# detailed clean - amazon



## mr.t

Anybody else had issues with detailed clean via amazon and not receiving the goods?

ive never had an issue with amazon, everything has always arrived and usually the day before expected.

I ordered that bilt hamber cleanser fluid from amazon, should of arrived yesterday but still nothing. It was despatched on the 5th april....quite a long time waiting.

Anyway i contacted them and they simply said i canhave a refund or they can send another 1 out but i just opted for the refund. They explained they think royal mail lost it...but when i put thetracking number in it comes up with "royal mail waiting to receive the package from the supplier"....

so god knows if its been sent or lost.


----------



## Taxboy

mr.t said:


> Anybody else had issues with detailed clean via amazon and not receiving the goods?
> 
> ive never had an issue with amazon, everything has always arrived and usually the day before expected.
> 
> I ordered that bilt hamber cleanser fluid from amazon, should of arrived yesterday but still nothing. It was despatched on the 5th april....quite a long time waiting.
> 
> Anyway i contacted them and they simply said i canhave a refund or they can send another 1 out but i just opted for the refund. They explained they think royal mail lost it...but when i put thetracking number in it comes up with "royal mail waiting to receive the package from the supplier"....
> 
> so god knows if its been sent or lost.


No experience of using Amazon but for BH and other stuff highly recommend Polished Bliss free p&p tracked via DPD and always great service

Sent from my SM-T800 using Tapatalk


----------



## BrummyPete

Used detailed clean before with no issues, but then I've had issues with other suppliers who are supposed to be good 

Sent from my SM-G930F using Tapatalk


----------



## MAXI-MILAN

Send PM to Andrew .


----------



## beko1987

I ordered direct from DC last thursday and my box arrived on Tuesday, so no issues there. Can't wait to use it tomorrow!


----------



## DetailedClean

Royal mail tracking notifications are not literal and are barely point to point.

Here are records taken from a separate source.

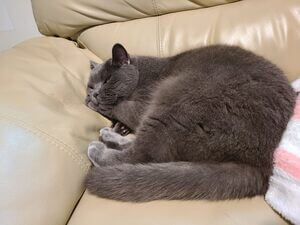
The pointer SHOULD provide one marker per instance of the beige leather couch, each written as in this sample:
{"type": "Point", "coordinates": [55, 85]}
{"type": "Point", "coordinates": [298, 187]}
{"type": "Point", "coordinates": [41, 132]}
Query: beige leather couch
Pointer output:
{"type": "Point", "coordinates": [45, 127]}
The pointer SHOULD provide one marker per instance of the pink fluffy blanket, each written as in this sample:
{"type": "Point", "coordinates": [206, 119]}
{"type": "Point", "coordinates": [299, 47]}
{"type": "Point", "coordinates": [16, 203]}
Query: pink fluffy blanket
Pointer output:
{"type": "Point", "coordinates": [283, 194]}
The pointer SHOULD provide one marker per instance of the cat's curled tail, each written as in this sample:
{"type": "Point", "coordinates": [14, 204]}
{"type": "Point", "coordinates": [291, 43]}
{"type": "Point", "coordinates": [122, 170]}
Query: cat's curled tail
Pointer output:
{"type": "Point", "coordinates": [176, 180]}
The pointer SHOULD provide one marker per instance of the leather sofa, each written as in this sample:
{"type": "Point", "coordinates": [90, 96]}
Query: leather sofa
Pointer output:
{"type": "Point", "coordinates": [45, 127]}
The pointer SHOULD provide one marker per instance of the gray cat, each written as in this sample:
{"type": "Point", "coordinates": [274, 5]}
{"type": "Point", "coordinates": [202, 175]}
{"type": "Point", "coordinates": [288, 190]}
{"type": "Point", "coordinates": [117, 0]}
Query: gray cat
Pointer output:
{"type": "Point", "coordinates": [207, 122]}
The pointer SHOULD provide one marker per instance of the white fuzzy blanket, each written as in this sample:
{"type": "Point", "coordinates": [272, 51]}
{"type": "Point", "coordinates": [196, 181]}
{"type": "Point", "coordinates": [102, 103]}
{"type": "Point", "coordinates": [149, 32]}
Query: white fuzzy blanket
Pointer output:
{"type": "Point", "coordinates": [283, 194]}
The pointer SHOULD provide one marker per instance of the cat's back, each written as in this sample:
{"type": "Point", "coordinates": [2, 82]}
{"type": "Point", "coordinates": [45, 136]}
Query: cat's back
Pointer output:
{"type": "Point", "coordinates": [236, 96]}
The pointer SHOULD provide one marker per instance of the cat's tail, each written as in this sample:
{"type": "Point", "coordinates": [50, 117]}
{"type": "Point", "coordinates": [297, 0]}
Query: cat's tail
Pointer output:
{"type": "Point", "coordinates": [176, 180]}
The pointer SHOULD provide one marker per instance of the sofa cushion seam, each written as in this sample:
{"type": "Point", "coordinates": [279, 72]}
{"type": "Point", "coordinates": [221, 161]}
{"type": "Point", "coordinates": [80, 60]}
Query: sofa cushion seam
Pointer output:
{"type": "Point", "coordinates": [50, 139]}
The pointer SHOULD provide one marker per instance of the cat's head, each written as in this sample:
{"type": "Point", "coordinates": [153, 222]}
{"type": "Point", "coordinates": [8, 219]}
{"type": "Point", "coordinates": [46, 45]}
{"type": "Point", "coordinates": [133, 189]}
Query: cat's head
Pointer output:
{"type": "Point", "coordinates": [112, 81]}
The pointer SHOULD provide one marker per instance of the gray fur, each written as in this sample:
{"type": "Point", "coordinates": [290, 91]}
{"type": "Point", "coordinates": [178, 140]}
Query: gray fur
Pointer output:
{"type": "Point", "coordinates": [207, 122]}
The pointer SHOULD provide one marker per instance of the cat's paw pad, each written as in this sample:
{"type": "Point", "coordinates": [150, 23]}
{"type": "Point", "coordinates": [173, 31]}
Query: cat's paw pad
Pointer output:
{"type": "Point", "coordinates": [95, 150]}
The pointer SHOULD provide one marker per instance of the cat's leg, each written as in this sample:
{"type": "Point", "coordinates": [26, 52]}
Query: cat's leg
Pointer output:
{"type": "Point", "coordinates": [100, 155]}
{"type": "Point", "coordinates": [114, 140]}
{"type": "Point", "coordinates": [129, 113]}
{"type": "Point", "coordinates": [153, 143]}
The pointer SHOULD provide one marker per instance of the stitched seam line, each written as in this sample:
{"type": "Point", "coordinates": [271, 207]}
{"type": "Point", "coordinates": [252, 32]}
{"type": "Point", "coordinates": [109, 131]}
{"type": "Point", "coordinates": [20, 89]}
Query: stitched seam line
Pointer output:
{"type": "Point", "coordinates": [50, 139]}
{"type": "Point", "coordinates": [155, 8]}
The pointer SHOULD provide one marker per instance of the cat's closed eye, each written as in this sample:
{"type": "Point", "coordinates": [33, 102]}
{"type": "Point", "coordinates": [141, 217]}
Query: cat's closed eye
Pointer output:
{"type": "Point", "coordinates": [107, 79]}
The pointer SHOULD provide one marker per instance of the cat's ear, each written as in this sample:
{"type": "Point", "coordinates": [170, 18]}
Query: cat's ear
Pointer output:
{"type": "Point", "coordinates": [93, 64]}
{"type": "Point", "coordinates": [119, 55]}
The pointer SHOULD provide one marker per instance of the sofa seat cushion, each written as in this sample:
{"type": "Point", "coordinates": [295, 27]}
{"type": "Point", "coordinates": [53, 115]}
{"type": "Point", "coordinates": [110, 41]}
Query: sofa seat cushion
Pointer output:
{"type": "Point", "coordinates": [95, 211]}
{"type": "Point", "coordinates": [44, 131]}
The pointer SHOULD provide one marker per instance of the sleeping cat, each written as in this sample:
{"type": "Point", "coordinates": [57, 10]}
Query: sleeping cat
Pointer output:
{"type": "Point", "coordinates": [207, 122]}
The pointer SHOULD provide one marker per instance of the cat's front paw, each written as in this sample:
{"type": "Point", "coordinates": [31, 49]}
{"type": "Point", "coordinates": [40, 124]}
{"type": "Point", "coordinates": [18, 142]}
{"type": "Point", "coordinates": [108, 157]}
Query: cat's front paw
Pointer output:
{"type": "Point", "coordinates": [114, 140]}
{"type": "Point", "coordinates": [95, 151]}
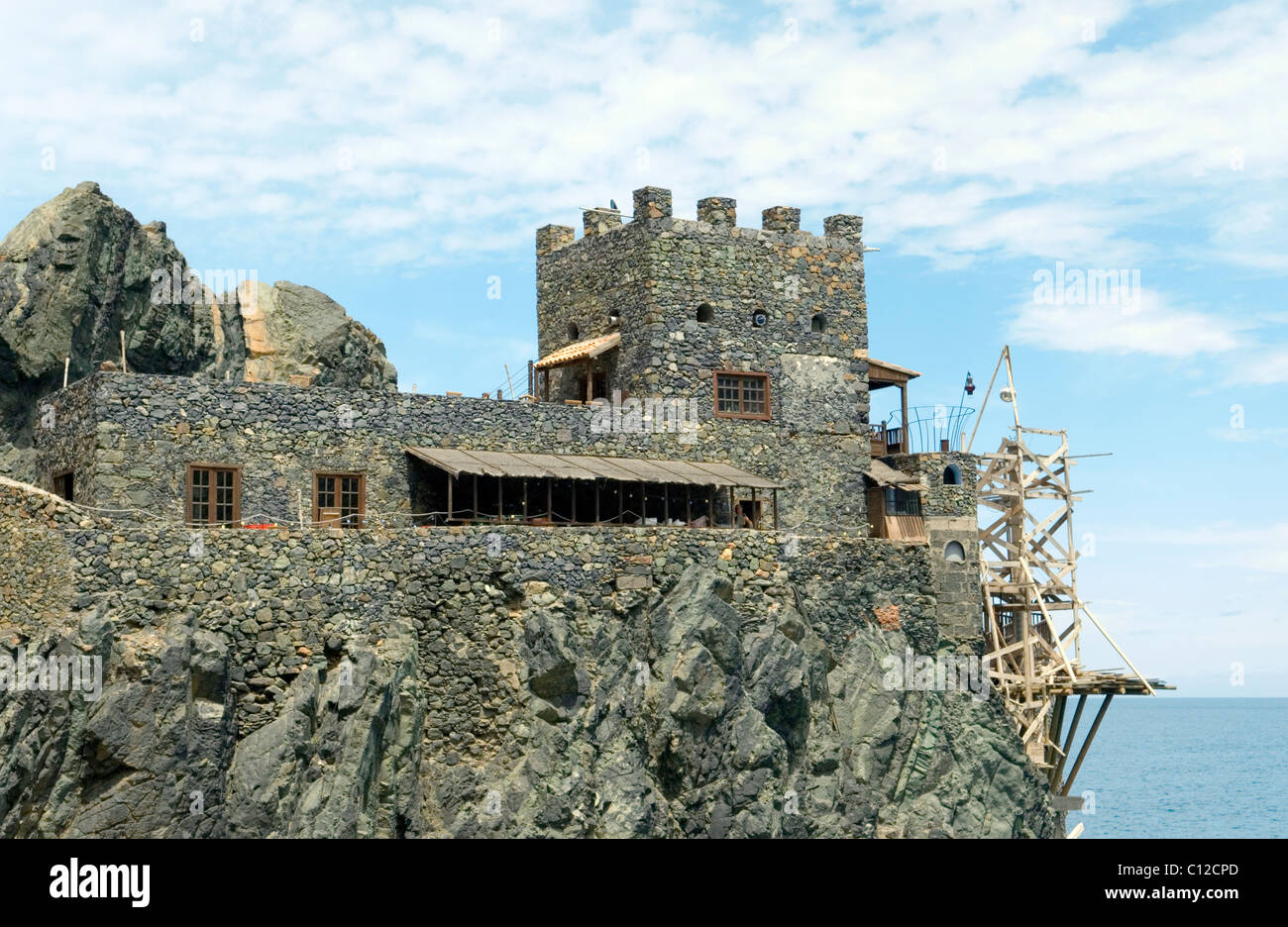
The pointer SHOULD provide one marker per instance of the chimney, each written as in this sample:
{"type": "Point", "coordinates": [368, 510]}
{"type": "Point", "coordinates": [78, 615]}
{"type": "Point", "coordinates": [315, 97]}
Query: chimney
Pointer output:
{"type": "Point", "coordinates": [652, 202]}
{"type": "Point", "coordinates": [781, 219]}
{"type": "Point", "coordinates": [599, 220]}
{"type": "Point", "coordinates": [845, 227]}
{"type": "Point", "coordinates": [720, 211]}
{"type": "Point", "coordinates": [553, 237]}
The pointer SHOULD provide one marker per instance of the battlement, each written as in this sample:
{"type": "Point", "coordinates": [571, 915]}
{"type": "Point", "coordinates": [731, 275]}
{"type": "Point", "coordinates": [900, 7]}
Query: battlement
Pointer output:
{"type": "Point", "coordinates": [653, 211]}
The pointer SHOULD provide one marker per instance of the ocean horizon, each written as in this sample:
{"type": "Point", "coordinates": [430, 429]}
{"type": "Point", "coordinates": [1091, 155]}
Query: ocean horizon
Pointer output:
{"type": "Point", "coordinates": [1172, 767]}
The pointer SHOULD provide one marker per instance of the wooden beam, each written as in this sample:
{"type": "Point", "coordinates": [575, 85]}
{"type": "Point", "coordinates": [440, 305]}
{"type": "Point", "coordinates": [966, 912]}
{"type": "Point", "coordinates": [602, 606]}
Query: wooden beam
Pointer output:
{"type": "Point", "coordinates": [1086, 745]}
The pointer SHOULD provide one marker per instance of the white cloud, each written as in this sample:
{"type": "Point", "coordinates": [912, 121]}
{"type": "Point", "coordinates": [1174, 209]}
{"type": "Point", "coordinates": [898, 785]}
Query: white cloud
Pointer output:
{"type": "Point", "coordinates": [1150, 326]}
{"type": "Point", "coordinates": [816, 104]}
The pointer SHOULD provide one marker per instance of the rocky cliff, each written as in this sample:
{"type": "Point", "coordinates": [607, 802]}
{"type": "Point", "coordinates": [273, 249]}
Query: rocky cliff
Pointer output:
{"type": "Point", "coordinates": [80, 269]}
{"type": "Point", "coordinates": [472, 682]}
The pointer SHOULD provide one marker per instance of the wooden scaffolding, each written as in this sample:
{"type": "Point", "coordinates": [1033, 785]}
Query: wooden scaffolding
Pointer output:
{"type": "Point", "coordinates": [1029, 563]}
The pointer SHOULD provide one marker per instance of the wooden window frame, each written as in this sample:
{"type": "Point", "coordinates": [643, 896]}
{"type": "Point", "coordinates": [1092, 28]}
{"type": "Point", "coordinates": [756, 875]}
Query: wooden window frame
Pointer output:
{"type": "Point", "coordinates": [754, 416]}
{"type": "Point", "coordinates": [362, 497]}
{"type": "Point", "coordinates": [56, 484]}
{"type": "Point", "coordinates": [187, 494]}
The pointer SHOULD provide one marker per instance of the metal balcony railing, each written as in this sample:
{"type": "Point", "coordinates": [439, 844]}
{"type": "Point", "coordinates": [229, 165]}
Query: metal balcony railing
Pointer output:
{"type": "Point", "coordinates": [928, 429]}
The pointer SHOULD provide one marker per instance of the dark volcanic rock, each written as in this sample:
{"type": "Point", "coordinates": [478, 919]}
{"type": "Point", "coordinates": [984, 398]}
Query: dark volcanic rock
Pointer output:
{"type": "Point", "coordinates": [80, 269]}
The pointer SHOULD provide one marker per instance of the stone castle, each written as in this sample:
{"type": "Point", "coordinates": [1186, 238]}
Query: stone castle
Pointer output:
{"type": "Point", "coordinates": [691, 510]}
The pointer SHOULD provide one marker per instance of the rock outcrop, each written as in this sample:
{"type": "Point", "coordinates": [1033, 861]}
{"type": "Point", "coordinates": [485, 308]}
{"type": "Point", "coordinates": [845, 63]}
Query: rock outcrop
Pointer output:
{"type": "Point", "coordinates": [80, 269]}
{"type": "Point", "coordinates": [709, 707]}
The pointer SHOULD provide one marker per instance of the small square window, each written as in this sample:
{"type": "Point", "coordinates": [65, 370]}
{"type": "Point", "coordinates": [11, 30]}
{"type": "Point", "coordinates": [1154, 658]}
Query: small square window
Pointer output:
{"type": "Point", "coordinates": [742, 395]}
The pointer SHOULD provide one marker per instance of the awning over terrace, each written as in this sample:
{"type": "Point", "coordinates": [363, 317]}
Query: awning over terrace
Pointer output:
{"type": "Point", "coordinates": [588, 467]}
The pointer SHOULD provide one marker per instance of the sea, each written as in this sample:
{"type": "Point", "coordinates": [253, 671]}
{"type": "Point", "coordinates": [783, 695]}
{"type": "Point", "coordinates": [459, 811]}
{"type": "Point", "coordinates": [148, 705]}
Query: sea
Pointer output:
{"type": "Point", "coordinates": [1171, 767]}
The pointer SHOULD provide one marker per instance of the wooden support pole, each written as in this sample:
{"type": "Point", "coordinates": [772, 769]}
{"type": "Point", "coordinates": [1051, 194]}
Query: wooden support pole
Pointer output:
{"type": "Point", "coordinates": [1068, 743]}
{"type": "Point", "coordinates": [1086, 745]}
{"type": "Point", "coordinates": [903, 406]}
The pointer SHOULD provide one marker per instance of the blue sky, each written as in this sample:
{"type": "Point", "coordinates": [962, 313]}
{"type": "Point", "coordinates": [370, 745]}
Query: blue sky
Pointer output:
{"type": "Point", "coordinates": [397, 157]}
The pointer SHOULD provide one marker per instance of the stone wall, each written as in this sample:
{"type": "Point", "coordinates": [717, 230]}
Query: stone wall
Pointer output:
{"type": "Point", "coordinates": [287, 600]}
{"type": "Point", "coordinates": [940, 498]}
{"type": "Point", "coordinates": [648, 277]}
{"type": "Point", "coordinates": [132, 437]}
{"type": "Point", "coordinates": [475, 681]}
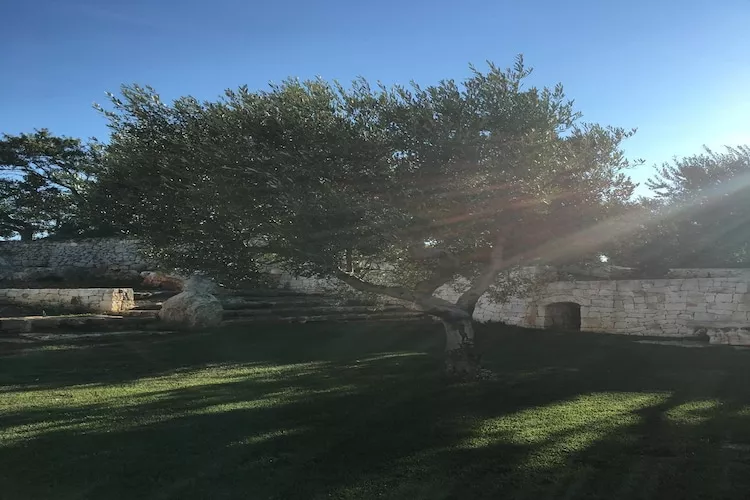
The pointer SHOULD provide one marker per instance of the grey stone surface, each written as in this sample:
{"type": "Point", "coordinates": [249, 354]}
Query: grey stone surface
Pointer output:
{"type": "Point", "coordinates": [192, 311]}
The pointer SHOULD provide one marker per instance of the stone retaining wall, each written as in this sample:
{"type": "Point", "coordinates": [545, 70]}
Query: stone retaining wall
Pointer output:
{"type": "Point", "coordinates": [73, 299]}
{"type": "Point", "coordinates": [91, 253]}
{"type": "Point", "coordinates": [666, 307]}
{"type": "Point", "coordinates": [661, 307]}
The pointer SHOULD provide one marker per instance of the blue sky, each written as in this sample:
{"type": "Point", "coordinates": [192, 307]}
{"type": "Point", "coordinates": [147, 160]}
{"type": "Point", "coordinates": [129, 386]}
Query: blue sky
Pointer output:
{"type": "Point", "coordinates": [679, 71]}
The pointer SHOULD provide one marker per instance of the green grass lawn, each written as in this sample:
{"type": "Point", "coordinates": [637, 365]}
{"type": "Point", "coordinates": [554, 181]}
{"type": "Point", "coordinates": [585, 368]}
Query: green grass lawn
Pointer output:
{"type": "Point", "coordinates": [361, 411]}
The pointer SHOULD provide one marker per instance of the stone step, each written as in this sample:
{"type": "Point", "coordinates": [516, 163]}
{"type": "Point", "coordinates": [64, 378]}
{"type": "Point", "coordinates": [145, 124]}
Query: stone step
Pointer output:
{"type": "Point", "coordinates": [81, 323]}
{"type": "Point", "coordinates": [139, 313]}
{"type": "Point", "coordinates": [267, 292]}
{"type": "Point", "coordinates": [311, 311]}
{"type": "Point", "coordinates": [301, 318]}
{"type": "Point", "coordinates": [139, 295]}
{"type": "Point", "coordinates": [267, 303]}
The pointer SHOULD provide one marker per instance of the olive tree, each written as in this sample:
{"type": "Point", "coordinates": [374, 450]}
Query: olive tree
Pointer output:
{"type": "Point", "coordinates": [392, 190]}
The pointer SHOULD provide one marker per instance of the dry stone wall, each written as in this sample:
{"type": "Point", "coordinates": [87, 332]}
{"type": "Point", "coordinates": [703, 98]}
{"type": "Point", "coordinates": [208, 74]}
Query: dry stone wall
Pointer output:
{"type": "Point", "coordinates": [665, 307]}
{"type": "Point", "coordinates": [73, 299]}
{"type": "Point", "coordinates": [660, 307]}
{"type": "Point", "coordinates": [18, 259]}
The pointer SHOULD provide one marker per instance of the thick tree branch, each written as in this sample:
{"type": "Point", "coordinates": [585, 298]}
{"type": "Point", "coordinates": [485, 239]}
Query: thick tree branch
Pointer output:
{"type": "Point", "coordinates": [447, 266]}
{"type": "Point", "coordinates": [396, 292]}
{"type": "Point", "coordinates": [433, 306]}
{"type": "Point", "coordinates": [468, 300]}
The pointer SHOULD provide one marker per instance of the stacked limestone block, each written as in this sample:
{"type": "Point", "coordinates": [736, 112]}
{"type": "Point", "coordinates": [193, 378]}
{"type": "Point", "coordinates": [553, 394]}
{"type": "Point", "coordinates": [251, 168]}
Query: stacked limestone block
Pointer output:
{"type": "Point", "coordinates": [102, 300]}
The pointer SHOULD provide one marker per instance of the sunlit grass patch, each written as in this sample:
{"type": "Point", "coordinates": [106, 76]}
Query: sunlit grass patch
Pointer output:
{"type": "Point", "coordinates": [358, 411]}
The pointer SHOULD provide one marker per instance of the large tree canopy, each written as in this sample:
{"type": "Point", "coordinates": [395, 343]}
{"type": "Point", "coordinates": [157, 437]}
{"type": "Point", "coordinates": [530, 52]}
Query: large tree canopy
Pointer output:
{"type": "Point", "coordinates": [44, 180]}
{"type": "Point", "coordinates": [700, 216]}
{"type": "Point", "coordinates": [393, 190]}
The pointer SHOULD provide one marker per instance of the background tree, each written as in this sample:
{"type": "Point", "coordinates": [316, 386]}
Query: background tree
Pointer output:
{"type": "Point", "coordinates": [395, 191]}
{"type": "Point", "coordinates": [700, 216]}
{"type": "Point", "coordinates": [44, 181]}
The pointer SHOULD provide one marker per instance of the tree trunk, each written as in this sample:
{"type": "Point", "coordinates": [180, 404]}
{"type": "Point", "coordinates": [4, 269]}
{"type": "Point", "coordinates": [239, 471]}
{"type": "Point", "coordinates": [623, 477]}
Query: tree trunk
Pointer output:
{"type": "Point", "coordinates": [461, 358]}
{"type": "Point", "coordinates": [26, 234]}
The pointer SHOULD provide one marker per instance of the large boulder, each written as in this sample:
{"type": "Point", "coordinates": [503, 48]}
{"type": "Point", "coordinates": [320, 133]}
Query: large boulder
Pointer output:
{"type": "Point", "coordinates": [156, 279]}
{"type": "Point", "coordinates": [192, 311]}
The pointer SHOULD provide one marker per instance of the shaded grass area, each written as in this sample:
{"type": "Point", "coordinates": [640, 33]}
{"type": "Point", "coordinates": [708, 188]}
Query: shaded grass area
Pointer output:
{"type": "Point", "coordinates": [361, 411]}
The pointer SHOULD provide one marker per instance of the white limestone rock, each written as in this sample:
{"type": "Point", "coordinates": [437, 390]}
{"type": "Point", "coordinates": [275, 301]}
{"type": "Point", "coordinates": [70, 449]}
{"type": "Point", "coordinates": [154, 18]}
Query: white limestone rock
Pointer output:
{"type": "Point", "coordinates": [192, 311]}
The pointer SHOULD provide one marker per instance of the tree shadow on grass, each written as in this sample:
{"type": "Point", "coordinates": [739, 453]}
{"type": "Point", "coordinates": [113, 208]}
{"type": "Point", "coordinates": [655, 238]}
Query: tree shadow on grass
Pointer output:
{"type": "Point", "coordinates": [360, 414]}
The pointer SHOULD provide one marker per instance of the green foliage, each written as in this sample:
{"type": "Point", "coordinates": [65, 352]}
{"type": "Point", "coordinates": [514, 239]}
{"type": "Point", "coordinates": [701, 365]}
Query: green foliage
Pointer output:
{"type": "Point", "coordinates": [44, 180]}
{"type": "Point", "coordinates": [700, 216]}
{"type": "Point", "coordinates": [317, 177]}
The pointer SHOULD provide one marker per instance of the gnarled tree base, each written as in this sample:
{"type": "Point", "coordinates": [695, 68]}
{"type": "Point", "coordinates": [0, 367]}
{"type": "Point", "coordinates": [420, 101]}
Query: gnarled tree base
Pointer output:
{"type": "Point", "coordinates": [461, 359]}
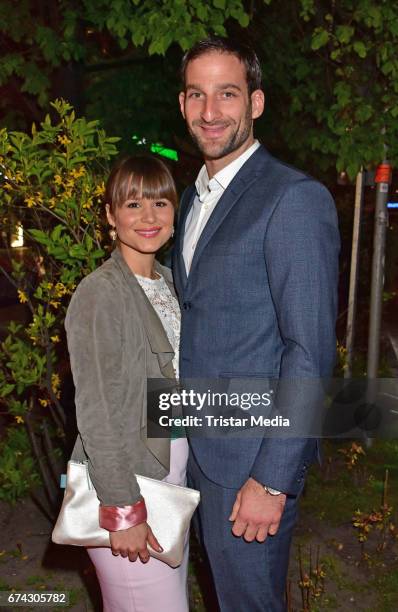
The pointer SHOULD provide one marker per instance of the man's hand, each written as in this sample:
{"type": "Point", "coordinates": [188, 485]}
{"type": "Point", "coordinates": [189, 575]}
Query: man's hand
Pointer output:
{"type": "Point", "coordinates": [133, 542]}
{"type": "Point", "coordinates": [256, 513]}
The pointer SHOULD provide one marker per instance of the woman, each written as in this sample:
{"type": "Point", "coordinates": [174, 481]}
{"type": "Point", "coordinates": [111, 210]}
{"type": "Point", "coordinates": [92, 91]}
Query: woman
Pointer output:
{"type": "Point", "coordinates": [123, 327]}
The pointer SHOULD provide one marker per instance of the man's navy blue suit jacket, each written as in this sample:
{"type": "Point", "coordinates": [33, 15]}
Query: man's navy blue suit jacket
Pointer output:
{"type": "Point", "coordinates": [260, 301]}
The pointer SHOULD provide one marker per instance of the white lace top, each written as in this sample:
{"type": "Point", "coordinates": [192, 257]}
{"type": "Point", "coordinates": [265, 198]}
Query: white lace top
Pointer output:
{"type": "Point", "coordinates": [167, 309]}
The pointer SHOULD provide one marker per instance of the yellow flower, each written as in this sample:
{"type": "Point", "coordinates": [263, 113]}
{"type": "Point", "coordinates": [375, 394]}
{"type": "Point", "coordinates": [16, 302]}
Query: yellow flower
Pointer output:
{"type": "Point", "coordinates": [22, 296]}
{"type": "Point", "coordinates": [55, 383]}
{"type": "Point", "coordinates": [60, 290]}
{"type": "Point", "coordinates": [64, 140]}
{"type": "Point", "coordinates": [78, 172]}
{"type": "Point", "coordinates": [30, 201]}
{"type": "Point", "coordinates": [100, 189]}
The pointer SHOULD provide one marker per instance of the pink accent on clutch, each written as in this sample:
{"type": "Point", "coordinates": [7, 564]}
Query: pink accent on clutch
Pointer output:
{"type": "Point", "coordinates": [115, 518]}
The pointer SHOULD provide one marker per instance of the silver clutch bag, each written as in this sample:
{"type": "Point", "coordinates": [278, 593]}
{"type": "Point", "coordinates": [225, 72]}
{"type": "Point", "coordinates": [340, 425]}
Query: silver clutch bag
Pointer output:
{"type": "Point", "coordinates": [169, 507]}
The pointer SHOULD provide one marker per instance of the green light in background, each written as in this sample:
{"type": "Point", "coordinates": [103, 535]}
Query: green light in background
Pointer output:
{"type": "Point", "coordinates": [157, 148]}
{"type": "Point", "coordinates": [161, 150]}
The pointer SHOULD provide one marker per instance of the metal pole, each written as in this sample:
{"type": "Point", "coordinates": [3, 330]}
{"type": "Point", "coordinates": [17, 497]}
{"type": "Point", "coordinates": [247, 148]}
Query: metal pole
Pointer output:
{"type": "Point", "coordinates": [382, 180]}
{"type": "Point", "coordinates": [352, 295]}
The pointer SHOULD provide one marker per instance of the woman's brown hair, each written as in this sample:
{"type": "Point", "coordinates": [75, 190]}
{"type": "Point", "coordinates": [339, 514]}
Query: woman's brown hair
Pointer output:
{"type": "Point", "coordinates": [139, 177]}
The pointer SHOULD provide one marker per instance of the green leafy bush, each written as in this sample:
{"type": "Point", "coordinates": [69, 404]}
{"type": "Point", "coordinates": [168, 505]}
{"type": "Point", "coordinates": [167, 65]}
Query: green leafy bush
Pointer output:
{"type": "Point", "coordinates": [52, 183]}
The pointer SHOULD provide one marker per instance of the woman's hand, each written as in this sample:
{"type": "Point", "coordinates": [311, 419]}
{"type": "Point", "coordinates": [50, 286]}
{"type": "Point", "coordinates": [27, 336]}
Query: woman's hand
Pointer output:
{"type": "Point", "coordinates": [132, 542]}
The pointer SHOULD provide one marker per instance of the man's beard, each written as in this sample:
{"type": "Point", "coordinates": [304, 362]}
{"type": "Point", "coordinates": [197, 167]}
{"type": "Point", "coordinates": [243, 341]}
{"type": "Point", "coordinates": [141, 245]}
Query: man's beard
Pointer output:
{"type": "Point", "coordinates": [233, 143]}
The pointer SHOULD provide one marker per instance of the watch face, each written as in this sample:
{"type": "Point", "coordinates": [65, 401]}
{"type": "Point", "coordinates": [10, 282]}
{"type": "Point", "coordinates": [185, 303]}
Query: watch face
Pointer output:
{"type": "Point", "coordinates": [272, 491]}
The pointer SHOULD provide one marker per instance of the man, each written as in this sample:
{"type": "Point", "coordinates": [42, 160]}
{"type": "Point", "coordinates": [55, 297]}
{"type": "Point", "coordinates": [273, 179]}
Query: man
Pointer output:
{"type": "Point", "coordinates": [255, 267]}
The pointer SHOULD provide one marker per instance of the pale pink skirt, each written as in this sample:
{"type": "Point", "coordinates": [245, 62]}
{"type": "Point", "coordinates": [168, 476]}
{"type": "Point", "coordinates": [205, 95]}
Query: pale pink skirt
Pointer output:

Even when packages are delivered they state that the item has been handed over to the recipient or a neighbour. So again not specific or literal.

That message you quoted means one off two this, either not received as you said or not scanned at depot.

Either way, as you said we offered to send it out again (at no cost to you) or provide a full refund to you. You opted for a refund and have received that.


----------



## Gas head

Ive had the same issue with an order I placed via ebay as Mr Ts post, order now 2 weeks old and no C4.


----------



## sistersvisions

Gas head said:


> Ive had the same issue with an order I placed via ebay as Mr Ts post, order now 2 weeks old and no C4.


I had the same..Ended up canceling the order...They stated it was posted when in fact it wasn't...


----------



## DetailedClean

Anyone still experiencing any issues please email me directly info {at} detailedclean dot co dot uk.

(Please provide order numbers so I can pull up Tracked details.)

I will look into each individual case and give updates or propose solutions accordingly.

2 weeks to wait for any order, irrespective of bank holidays or not is too long.

Andrew


----------



## Gas head

DetailedClean said:


> Anyone still experiencing any issues please email me directly info {at} detailedclean dot co dot uk.
> 
> (Please provide order numbers so I can pull up Tracked details.)
> 
> I will look into each individual case and give updates or propose solutions accordingly.
> 
> 2 weeks to wait for any order, irrespective of bank holidays or not is too long.
> 
> Andrew


I am sure its not a problem of detailed cleans making, they have been in touch and have been actively trying to rectify the problem, royal mail are so unreliable


----------



## brooklandsracer

sistersvisions said:


> I had the same..Ended up canceling the order...They stated it was posted when in fact it wasn't...


Does not look good that or other problems members have had.
I certainly will give them a wide steer.


----------



## Guest

brooklandsracer said:


> Does not look good that or other problems members have had.
> *I certainly will give them a wide steer*.


Because Royal Mail can't do there job ?

Never had problem with them before, there ebay positive feedback out numbers the negative feedback massively, a couple of lazy bottom feeders working for Royal Mail ruining some ones hard work at running at business


----------



## sistersvisions

combat wombat said:


> Because Royal Mail can't do there job ?
> 
> Never had problem with them before, there ebay positive feedback out numbers the negative feedback massively, a couple of lazy bottom feeders working for Royal Mail ruining some ones hard work at running at business


i disagree.. its Detail Clean who updates the item posted on there ebay page...its Detail Clean who give you the tracking number....its Detail Clean who then does not post it and after two weeks waiting its still not been posted...its got nothing to do with the post office.


----------



## DetailedClean

@sistersvisions respectfully, you dont know the full circumstances of the issue that possibly occurred here between the dates 6th Aptil and 18th April which has led to sealed Royal Mail bags not arriving at RM depots. Its not something I will go into publicly either.

Further, Tracked 48 labels are billed at scan at destination, meaning they can be re-used if they haven't been scanned but have been manifested.

We work to a high degree of professionalism, our Amazon and eBay ratings are consistently good over the past 5+ years. Just on amazon for example we run at about 98% on last look.

We have been a Detailing World forum sponsor for a considerable time too and our forum shows a significant lack of these type of threads.

I totally agree that 2 weeks to wait is not good enough. Once we were alerted to these issues we have tried to rectify if given the opportunity or like with you (I assume) provided an immediate refund.

I will just reiterate that anyone with issues should email me directly info {at} detailedclean dot co dot uk

Thankfully, since my last message there haven't been any new messages so I believe most customers do now have their goods or tracking is showing delivery very shortly.


----------